Her Eleftherias Kourtali
Citigroup today significantly upgraded the target price for the share of the National Bank, placing it now at 4.00 euros from 2.70 euros before, keeping the recommendation neutral and seeing a growth margin of more than 10%. In fact, in the bull scenario of Citi, the National can hold a rally of more than 30% with the target price reaching 4.80 euros.
According to the American bank, the liquidation of the NPEs of the National is proceeding better than it was planned due to the better than expected trends of default in the moratorium portfolio. In its estimates, it incorporates the balance of the planned reduction of NPEs for 2022 amounting to 1.5 billion euros, as a result of which it predicts a reduction of the NPE index to 6% by 2022, as is the guidance of the administration.
Citi reports that the EIB has made significant progress in improving efficiency. Through targeted voluntary exit programs and internal measures, NBG has improved its core cost-to-income ratio to 50% (nine months 2020) from 66% in 2015. It estimates that cost reductions will continue, driven by further targeted voluntary exit programs and more. internal measures in 2022-2023 (-2% to -3%).
The main catalysts, according to Citi for the National, are the following four:
First, the higher interest rates. Citi forecasts interest rates to rise by 25 basis points in December and then increase by 25 basis points every six months until the deposit rate reaches 1%. This is expected to add 1.2% to the ROT return on equity.

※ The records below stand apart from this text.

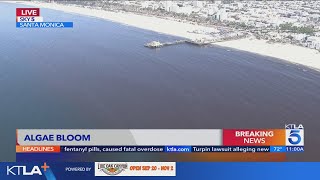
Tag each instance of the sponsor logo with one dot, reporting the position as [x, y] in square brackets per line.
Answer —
[112, 169]
[26, 171]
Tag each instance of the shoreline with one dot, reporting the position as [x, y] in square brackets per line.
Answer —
[287, 52]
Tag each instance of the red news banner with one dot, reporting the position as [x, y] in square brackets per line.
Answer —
[27, 12]
[254, 137]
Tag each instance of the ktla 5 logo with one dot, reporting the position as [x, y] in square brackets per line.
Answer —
[25, 171]
[294, 135]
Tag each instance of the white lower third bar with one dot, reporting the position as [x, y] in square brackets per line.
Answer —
[29, 19]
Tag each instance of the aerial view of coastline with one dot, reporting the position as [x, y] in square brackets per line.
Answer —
[162, 64]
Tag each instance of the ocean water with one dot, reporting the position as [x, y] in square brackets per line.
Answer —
[99, 75]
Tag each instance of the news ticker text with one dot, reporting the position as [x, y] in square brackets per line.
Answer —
[161, 149]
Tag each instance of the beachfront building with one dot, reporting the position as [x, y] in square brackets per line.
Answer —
[168, 5]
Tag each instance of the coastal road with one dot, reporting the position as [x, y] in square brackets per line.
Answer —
[99, 75]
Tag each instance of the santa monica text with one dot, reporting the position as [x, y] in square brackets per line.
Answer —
[44, 25]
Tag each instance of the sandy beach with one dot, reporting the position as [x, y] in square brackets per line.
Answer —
[287, 52]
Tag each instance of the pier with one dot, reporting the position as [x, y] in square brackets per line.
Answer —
[198, 42]
[157, 44]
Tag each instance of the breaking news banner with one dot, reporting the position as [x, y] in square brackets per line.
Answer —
[30, 18]
[158, 170]
[61, 144]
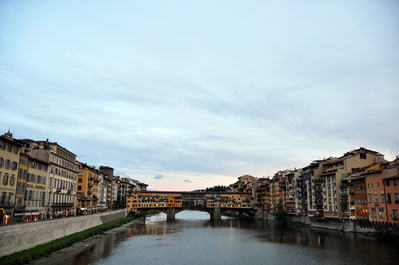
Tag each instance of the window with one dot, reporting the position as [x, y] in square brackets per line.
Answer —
[8, 164]
[12, 180]
[373, 215]
[5, 179]
[382, 214]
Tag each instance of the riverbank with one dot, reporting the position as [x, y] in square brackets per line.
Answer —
[44, 250]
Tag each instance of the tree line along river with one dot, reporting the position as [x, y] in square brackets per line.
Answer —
[195, 239]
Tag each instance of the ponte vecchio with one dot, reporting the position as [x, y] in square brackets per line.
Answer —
[171, 203]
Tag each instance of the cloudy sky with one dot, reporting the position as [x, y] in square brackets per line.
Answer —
[185, 95]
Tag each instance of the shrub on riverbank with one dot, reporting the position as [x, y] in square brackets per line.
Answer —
[30, 255]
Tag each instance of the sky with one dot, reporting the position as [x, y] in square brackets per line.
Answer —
[184, 95]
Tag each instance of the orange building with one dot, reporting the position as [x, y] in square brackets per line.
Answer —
[375, 194]
[87, 189]
[391, 180]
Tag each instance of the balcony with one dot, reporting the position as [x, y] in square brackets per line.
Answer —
[62, 205]
[20, 208]
[6, 204]
[84, 199]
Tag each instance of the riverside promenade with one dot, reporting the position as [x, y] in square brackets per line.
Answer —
[22, 236]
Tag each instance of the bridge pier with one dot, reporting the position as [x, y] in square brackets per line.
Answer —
[216, 214]
[171, 213]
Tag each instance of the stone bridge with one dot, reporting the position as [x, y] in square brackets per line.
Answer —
[216, 204]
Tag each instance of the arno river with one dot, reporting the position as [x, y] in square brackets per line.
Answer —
[194, 239]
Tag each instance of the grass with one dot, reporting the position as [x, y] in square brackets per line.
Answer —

Second, the inputs of the Recovery Fund. The first tranche of RRF funding (€ 4 billion – ie about 13% of total grant and lending in Greece) was disbursed in August 2021, with further tranches of up to € 5 billion to be disbursed in 2022. Management expects service loans increased by 1.5 billion euros per year (ie, about 5% of the group’s gross loans in the first nine months of 2021) in 2022, with the support of the Recovery Fund Domestic loans are already 12% higher than in 2019 – that is, the levels before Covid.
Third, the macroeconomic environment. Ethniki expects a 4% increase in Greece’s GDP in the period 2022-24, supported by a) the good prospects for Greek exports, as they increased by 25% on an annual basis in the first nine months of 2021 and are at the highest level historically as a percentage of GDP, b) the optimism for an investment-driven recovery, based on the strong balance sheets, profitability and cash flows of Greek companies, and c) the strong recovery expected in tourism, with some of the lost ground already recovered (tourism revenue in the nine months of 2021 to 55% of the corresponding levels of 2019).
Fourth, an important catalyst for the National is also the dividend payment, which according to Citi will take place in 2023 with the dividend yield reaching 4.3% thanks to the significant reduction of NPEs which opens the door for dividends.
Finally, as he states, he believes that NBG’s plan to achieve a double-digit ROE return ratio by 2023 (compared to the 8.4% forecast by Citi) is ambitious. Also, as he states, the EIB plans to achieve a ROE of 9% this year (compared to 8% estimated by Citi). “We are slightly less optimistic about supplies (average annual growth of 9% in 2020-22, compared to guidance of + 10%) and we are almost in line with the guidance on net NII cost interest rates (-3% in 2020-22), costs (70 million euros improvement in 2020 -22) and CoR risk costs (60 bp in 2022) “, Citi concludes.